Des documents longtemps négligés

La création du Mundaneum, des juristes belges Paul Otlet et Henri La Fontaine, et la fondation du Palais de la découverte en 1937 constituent deux moments fondateurs de la réflexion sur les archives savantes. Le premier propose une entreprise encyclopédique et totalisante des savoirs mis en fiches bibliographiques à l’aide de la classification décimale universelle – inventée pour l’occasion – alors que le second montre au contraire la science en train de se faire. En 1949, la sous-série AB XIX, qui désigne les « papiers d’érudits et documents isolés », voit le jour aux Archives de France. Elle distingue trois types de documents en fonction de leur caractère (biographique, scientifique et administratif/institutionnel). Le flou juridique qui entoure ces documents, à cause de la distinction non résolue entre leur caractère public ou privé, explique – entre autres – le retard français dans le traitement des archives savantes. Il faudra attendre les années 1980 pour qu’un début de prise de conscience ait lieu à l’occasion de la commémoration de grands organismes de recherche (Institut Pasteur, CNAM et CNRS). C’est le début d’une collaboration entre chercheurs et professionnels des archives autour de cette question. Si l’IMEC (Institut Mémoires de l’édition contemporaine) joue un rôle fondamental dans ce domaine à partir de 1988 puisqu’il permet de juxtaposer divers fonds de chercheurs et d’établir des liens entre eux, le mouvement s’accélère depuis une quinzaine d’années avec l’essor du numérique et la mise en ligne d’archives de chercheurs (Nietzsche, Foucault ou Pirenne pour n’en citer que quelques-uns). Certains établissements de recherche prennent à bras-le-corps la question et mettent en place des politiques de patrimonialisation bien définies (l’Institut Pasteur est souvent montré en exemple à ce titre).

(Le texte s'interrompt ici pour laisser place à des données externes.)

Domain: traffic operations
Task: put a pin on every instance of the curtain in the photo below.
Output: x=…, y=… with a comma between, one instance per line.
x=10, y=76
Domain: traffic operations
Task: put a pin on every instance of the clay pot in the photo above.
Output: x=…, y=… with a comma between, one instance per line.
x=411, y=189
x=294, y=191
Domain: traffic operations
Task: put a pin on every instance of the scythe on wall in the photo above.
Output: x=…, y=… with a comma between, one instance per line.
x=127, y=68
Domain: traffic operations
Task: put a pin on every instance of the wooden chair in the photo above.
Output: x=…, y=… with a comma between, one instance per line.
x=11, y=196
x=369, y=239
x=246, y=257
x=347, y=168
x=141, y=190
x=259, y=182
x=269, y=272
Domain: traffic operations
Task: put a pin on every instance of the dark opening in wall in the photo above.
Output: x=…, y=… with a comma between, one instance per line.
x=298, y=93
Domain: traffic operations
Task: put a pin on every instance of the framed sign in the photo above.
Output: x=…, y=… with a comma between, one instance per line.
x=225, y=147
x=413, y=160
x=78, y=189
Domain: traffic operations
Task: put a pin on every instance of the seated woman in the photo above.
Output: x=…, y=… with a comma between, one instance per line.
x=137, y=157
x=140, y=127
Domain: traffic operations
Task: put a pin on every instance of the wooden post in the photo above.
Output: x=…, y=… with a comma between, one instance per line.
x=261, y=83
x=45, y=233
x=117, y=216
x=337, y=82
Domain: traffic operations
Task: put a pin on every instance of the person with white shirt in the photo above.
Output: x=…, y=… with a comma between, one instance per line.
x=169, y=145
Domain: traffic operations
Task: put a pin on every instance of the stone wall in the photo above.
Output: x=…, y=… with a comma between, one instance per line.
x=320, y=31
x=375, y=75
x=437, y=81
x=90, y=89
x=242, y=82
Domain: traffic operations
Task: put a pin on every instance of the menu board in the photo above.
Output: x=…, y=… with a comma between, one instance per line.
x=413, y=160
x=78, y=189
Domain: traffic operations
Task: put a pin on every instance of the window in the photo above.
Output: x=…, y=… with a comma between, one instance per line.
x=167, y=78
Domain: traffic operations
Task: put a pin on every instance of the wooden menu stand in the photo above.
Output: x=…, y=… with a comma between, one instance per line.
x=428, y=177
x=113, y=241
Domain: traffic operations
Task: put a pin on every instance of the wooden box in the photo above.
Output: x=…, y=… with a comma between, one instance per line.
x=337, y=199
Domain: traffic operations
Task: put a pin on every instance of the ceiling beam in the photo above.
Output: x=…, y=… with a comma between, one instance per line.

Ces traces n’en sont pas pour autant des archives comme les autres et doivent bénéficier d’un traitement archivistique particulier. Certains chercheurs en ethnologie peuvent être amenés à revisiter un terrain à partir des notes d’un illustre prédécesseur. Il est alors nécessaire de s’interroger sur les activités de recherche en fonction des disciplines. Que garder de la science en train de se faire ? La notoriété doit-elle être le seul guide dans les choix de conservation ? Comment organiser les documents conservés : chronologiquement, en fonction de l’ordre intellectuel établi à l’origine par leur propriétaire/créateur ? Pour Jean-François Bert, trois objectifs dominent aujourd’hui l’agenda des archives savantes : numériser, pérenniser et mettre en ligne. Ces impératifs n’épuisent pas d’autres questionnements en lien avec les nouvelles pratiques de la recherche qui découlent du numérique : comment garder la trace de la correspondance électronique des chercheurs, très difficile à archiver à l’heure actuelle ? Faut-il tout numériser ou agir avec parcimonie ? Dans ce genre d’opérations, c’est d’abord la description des documents, les métadonnées, qui représente le premier poste budgétaire.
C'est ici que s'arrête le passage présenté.